Dit is een oude revisie van het document!
Glijnis, Teunis
Krommenie 16 juni 1902 - Neuengamme/Lübeckerbocht 3 mei 1945
Losarbeider, gehuwd met A.C. Brasser en vader van Jan Glijnis (1938), woonachtig aan de Militaireweg 138, lid van de Internationale Roode Hulp Afdeling Krommenie (IRH). Teunis verdwijnt in 1934 drie maanden achter de tralies wegens opruiing, is pleitbezorger voor een Sovjet-Holand en in 1935 kandidaat gemeenteraadsverkiezingen voor Krommenie.
,,Je slaat achterover van het succes'' aldus Tribune-agent Krommenie, T. Glijnis in 1932 ,,dat je zult hebben, want de meeste arbeiders, die De Courant of Het Volk lezen, blijken De Tribune graag te willen hebben. Wij moeten hen allen overtuigen, dat ze tot de daad moeten overgaan, namelijk De Courant of Het Volk ook werkelijk de deur uitgooien! Daar moet kameraadschappelijk over gesproken worden, want De Tribune willen ze hebben, dat weet ik uit de ervaringen, die ik elke dag weer mee maak. Vóór alles is hierbij nodig kameraadschappelijk optreden en volhouden. Elke dag, als je De Tribune gelezen hebt, deze weggeven aan je buurman of mede-arbeider of de werkloze kameraad, als hij maar niet in de hanger blijft liggen. Als we dat verstaan, dan zal de leuze niet alleen in Krommenie, maar ook in Wormerveer en de andere plaatsen werkelijkheid zijn: „De Tribune massa-orgaan!“ T. Glijnis, Tribune-agent Krommenie.
Teunis Glijnis waarschuwt in 1935 voor de 'rooftocht van Mussolini' als gemeenteraadslid CPN voor Krommenie, in 1939 wordt hij wederom gekozen. Teunis komt voor op de uit 1939 daterende lijst links-extremistische personen.

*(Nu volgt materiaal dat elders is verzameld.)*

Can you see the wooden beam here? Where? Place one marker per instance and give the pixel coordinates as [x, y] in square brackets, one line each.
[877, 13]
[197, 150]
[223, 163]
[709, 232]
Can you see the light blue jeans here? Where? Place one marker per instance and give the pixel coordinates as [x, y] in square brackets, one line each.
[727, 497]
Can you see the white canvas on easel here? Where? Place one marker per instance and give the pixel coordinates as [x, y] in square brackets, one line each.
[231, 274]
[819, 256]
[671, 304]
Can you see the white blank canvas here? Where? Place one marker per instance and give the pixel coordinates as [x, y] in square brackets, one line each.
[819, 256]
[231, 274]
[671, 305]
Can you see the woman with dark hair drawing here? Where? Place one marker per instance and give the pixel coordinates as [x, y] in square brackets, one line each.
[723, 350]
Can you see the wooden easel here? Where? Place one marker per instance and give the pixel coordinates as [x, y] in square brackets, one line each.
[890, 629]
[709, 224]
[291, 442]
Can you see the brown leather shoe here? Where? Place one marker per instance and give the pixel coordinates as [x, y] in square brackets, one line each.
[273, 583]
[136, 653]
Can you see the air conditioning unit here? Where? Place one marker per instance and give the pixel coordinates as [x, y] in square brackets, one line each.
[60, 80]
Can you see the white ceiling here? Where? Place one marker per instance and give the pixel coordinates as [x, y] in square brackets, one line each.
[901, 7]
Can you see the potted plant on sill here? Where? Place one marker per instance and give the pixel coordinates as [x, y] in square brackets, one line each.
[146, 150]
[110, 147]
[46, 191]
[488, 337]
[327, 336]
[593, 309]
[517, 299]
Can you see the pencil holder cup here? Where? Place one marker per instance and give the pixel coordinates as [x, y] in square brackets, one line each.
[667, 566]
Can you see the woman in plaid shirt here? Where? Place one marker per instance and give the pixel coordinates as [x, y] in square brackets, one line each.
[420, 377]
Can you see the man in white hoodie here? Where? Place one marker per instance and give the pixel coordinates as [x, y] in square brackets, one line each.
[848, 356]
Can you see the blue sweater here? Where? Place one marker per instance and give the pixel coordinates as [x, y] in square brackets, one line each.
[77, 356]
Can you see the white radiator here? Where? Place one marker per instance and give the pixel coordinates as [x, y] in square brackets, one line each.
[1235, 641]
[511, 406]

Op de kandidatenlijst voor de voor de Provinciale Statenverkiezingen in 1939 staat T. Glijnis op een zestiende plaats. Op 6 juni 1939 maakt raadslid Glijnis zich zorgen vanwege de weigering van een plaats voor de Blauwe Tent van de Algemene Nederlandse Gebeelonthoudersbond op de kermis te Krommenie. Ook komt hij op voor de tijdige verstrekking van B-steun aan werklozen die vanwege de crisis geen werk meer hebben, te meer daar ettelijke werklozen om deze kleding en schoeisel verlegen zitten.
Als de bezetting in 1940 gaande is bevindt Teunis Glijnis in zich andermaal in het gevang. Hij werd ervan beticht, onder het bewind van de Nederlandse regering en de Nederlandse justitie, een bevriend staatslid te hebben beledigd. Het betrof hier het bevriende staatslid Adolf Hitler wiens soldaten zojuist middels een Blitzkrieg Holland waren binnengevallen. Na de vrijlating van Glijnis worden leden van de CPN en de RSAP uit de gemeenteraden en Provinciale Staten gezet. In Krommenie overkwam dat drie communisten, J. Gerritsen, T. Glijnis en S. de Roo, samen de grootste fractie.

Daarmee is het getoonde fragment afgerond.